ARMOUR & LACE: A Bestiary presents new works by Walter Oltmann comprising wire sculptures, wall hangings, drawings, prints and paintings. In these works Oltmann explores dynamics between humans, animals and plants, highlighting features of armour, protection and disguise. By introducing defensive characteristics such as bristles, quills and thorns as well as engaging with interspecies protective strategies of mimicry, deception and aposematism, he teases the borders between human and nonhuman, presence and absence, fantastic and real.
Hierarchical exchanges between species raise questions around domination, vulnerability and control and allow for an imagining of alternative ways of being. Drawing on the genre of the bestiary (a compendium of allegorical fables about animals both real and imagined used for moral instruction), Oltmann creates a magical world inhabited by a variety of armoured suits next to armoured animals such as the Sungazer lizard (Smaug Giganteus) and the African pangolin (Smutsia Temminckii).
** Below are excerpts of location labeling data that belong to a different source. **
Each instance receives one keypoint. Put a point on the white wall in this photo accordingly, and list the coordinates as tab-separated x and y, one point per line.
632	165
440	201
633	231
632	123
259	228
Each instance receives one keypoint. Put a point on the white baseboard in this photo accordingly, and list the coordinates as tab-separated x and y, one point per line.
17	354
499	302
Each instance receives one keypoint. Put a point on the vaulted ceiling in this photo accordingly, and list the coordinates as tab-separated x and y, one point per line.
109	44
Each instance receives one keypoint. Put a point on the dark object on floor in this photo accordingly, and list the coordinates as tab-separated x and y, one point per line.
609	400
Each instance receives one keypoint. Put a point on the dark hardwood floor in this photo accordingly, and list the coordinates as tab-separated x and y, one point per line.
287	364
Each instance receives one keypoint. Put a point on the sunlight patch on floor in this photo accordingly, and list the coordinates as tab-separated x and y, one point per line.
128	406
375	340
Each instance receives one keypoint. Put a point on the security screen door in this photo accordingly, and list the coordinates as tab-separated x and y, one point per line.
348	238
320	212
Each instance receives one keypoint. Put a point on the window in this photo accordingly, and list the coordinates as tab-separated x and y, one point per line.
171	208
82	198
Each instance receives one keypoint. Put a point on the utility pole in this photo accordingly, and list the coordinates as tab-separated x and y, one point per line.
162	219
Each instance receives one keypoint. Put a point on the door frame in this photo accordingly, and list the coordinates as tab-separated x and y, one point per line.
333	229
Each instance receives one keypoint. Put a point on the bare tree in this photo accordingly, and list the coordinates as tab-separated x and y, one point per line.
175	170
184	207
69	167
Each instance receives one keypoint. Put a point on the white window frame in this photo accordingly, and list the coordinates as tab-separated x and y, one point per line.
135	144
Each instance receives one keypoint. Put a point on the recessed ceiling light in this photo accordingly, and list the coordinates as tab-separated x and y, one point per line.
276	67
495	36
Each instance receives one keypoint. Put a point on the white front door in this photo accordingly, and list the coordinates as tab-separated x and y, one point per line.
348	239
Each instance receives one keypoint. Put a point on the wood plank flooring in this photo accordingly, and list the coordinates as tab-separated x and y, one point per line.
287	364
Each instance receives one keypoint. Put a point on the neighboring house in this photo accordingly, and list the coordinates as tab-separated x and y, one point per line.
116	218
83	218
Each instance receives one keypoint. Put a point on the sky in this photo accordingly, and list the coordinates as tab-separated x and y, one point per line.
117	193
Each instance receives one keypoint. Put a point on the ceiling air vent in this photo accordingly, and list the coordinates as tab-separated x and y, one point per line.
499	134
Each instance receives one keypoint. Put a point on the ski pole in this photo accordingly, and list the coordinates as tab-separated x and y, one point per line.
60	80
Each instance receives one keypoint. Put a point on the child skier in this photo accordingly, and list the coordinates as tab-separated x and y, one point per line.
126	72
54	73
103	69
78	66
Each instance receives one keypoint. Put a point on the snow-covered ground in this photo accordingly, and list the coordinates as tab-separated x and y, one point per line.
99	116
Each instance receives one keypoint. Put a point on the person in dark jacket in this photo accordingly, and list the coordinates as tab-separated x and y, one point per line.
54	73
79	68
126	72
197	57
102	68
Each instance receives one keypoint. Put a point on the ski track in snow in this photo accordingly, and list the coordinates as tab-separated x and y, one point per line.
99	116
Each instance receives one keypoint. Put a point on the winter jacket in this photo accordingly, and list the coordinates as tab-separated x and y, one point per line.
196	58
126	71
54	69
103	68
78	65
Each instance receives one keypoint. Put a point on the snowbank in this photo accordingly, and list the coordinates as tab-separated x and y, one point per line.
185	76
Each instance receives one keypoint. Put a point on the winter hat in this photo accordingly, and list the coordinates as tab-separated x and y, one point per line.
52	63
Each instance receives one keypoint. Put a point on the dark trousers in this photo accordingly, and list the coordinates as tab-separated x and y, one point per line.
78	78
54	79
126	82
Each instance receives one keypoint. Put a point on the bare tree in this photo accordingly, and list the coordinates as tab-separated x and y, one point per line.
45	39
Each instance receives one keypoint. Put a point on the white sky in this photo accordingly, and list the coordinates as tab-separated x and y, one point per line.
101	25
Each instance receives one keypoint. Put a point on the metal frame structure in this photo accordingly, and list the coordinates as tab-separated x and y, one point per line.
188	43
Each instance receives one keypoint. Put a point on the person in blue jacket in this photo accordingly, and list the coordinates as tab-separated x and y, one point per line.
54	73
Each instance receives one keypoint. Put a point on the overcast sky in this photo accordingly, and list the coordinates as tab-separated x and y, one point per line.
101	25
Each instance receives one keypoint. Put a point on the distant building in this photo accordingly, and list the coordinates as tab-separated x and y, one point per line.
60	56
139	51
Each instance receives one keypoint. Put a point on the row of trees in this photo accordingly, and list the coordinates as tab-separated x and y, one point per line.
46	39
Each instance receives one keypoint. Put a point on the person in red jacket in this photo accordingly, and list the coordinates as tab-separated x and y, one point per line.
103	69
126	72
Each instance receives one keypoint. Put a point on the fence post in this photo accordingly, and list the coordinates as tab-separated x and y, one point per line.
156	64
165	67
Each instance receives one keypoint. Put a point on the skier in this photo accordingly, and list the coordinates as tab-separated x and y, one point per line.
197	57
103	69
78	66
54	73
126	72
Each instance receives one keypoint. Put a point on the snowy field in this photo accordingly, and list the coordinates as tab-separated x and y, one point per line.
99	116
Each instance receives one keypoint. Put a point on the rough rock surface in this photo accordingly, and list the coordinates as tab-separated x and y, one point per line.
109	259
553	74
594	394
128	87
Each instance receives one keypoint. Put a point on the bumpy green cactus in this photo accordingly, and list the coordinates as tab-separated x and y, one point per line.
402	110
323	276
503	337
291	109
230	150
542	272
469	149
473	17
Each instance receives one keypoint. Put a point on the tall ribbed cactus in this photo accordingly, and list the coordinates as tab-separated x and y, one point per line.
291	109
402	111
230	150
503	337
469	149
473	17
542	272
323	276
Such works bring attention to the plight of critically endangered species and the impact of climate change. As a collection of descriptions and interpretations of animals, the bestiary affords a cross-species framework where observation and imagination combine to open up fresh perspectives of and with, other living beings. It presents a fantastic imaginary world where borders between the human and non-human become permeable.
Walter Oltmann (born 1960, South Africa) is a practicing artist who lives and works in Johannesburg. He obtained a BA Fine Arts degree from the University of Natal, Pietermaritzburg (1981), and an MA Fine Arts degree (1985) and PhD in Fine Arts degree (2017) from the University of the Witwatersrand, Johannesburg. He taught in the Fine arts department at the University of the Witwatersrand from 1989 to 2016.
Oltmann has an extensive record of creative work produced since the early 1980s, including a number of public commissions. Since the 1980s he has developed an interest in the relationship between fine art and craft. In his own practice he employs hand-fabricated processes of making and has researched wire craft traditions in southern Africa. His sculptural works are executed by way of weaving in wire and using handcrafting methods that reference African and Western traditions of weaving. He is deeply interested in the influence of craft traditions in contemporary South African art.
In his artworks Oltmann makes connections to domestic textile practices and explores such forms of making in evoking fragility and the passage of time. He often combines aspects of decorative ornament with subject matter that seems somewhat contradictory or disturbing in relation to handcrafted embellishment.